Nos pensées fonctionnent souvent de la même manière, plus nous répétons une idée, plus notre cerveau a tendance à l'utiliser automatiquement. Caroline a passé beaucoup de temps à penser à l'échec.

Elle a lu des histoires d'échec, elle a probablement regardé des vidéos d'échec : elle a imaginé son propre échec, elle a parlé de son échec avant même d'avoir passé son examen.

Sans s'en rendre compte, elle renforçait chaque jour ce « chemin mental ».

Une expérience simple :

Imagine que je te dise :

« Ne pense surtout pas à un éléphant rose. »

Que se passe-t-il ?

La plupart des personnes visualisent immédiatement un éléphant rose.

Pourquoi ?

Parce que le cerveau doit d'abord représenter mentalement l'objet avant de pouvoir traiter la consigne.

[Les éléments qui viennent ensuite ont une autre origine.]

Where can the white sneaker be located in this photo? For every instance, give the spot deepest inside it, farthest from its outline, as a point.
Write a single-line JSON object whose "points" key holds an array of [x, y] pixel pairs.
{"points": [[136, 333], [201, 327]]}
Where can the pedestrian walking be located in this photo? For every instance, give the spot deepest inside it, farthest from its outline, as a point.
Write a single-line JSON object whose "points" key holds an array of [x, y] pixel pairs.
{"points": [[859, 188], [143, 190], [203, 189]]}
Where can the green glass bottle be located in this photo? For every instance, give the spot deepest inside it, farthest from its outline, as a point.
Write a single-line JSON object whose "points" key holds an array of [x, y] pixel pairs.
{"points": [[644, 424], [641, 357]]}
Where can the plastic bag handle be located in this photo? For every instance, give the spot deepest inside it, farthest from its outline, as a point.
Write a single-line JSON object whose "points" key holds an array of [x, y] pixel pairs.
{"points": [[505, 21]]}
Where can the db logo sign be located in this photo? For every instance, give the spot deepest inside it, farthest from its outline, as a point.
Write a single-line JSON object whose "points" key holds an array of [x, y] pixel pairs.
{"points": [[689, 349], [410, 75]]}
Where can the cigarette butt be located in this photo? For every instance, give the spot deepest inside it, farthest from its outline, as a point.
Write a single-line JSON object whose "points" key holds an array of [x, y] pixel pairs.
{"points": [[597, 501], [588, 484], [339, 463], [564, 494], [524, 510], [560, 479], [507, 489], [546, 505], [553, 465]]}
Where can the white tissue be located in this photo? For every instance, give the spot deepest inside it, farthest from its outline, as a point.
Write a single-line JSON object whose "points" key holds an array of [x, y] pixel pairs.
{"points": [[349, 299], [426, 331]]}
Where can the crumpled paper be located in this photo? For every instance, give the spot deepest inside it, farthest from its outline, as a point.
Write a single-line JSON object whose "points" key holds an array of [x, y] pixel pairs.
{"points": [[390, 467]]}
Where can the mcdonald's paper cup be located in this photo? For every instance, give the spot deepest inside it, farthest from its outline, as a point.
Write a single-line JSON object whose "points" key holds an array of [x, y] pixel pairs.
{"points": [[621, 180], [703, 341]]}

C'est exactement la raison pour laquelle certaines phrases peuvent être contre-productives :

  • « Il ne faut pas que je rate. »

  • « Je ne dois pas faire d'erreur. »

  • « Je ne dois surtout pas caler. »

À chaque fois, ton attention se dirige vers ce que tu cherches précisément à éviter.

Oriente ton cerveau vers ce que tu veux obtenir

Au lieu de penser :

❌ « Il ne faut pas que je rate. »

Préfère :

✅ « Je vais appliquer ce que j'ai appris. »

Au lieu de penser :

❌ « Je ne dois pas faire d'erreur. »

Préfère :

✅ « Je vais rester attentif et conduire sereinement. »

Au lieu de penser :

❌ « Je ne dois surtout pas caler. »

Préfère :

✅ « Je prends mon temps et je maîtrise mon véhicule. »

Plus tu nourris des pensées orientées vers l'action, la maîtrise et la réussite, plus tu renforces les chemins mentaux associés à ces comportements.

Ton cerveau suit souvent la direction que tu lui indiques.

Alors assure-toi de regarder vers l'endroit où tu veux aller, et non vers celui que tu cherches à éviter.

C’est pour cela qu’il est important de dire ce qu’on veut plutôt ce que l’on veut pas.

“Je vais réussir mon permis”

“Je vais obtenir mon plateau”

“Je vais valider mon exam”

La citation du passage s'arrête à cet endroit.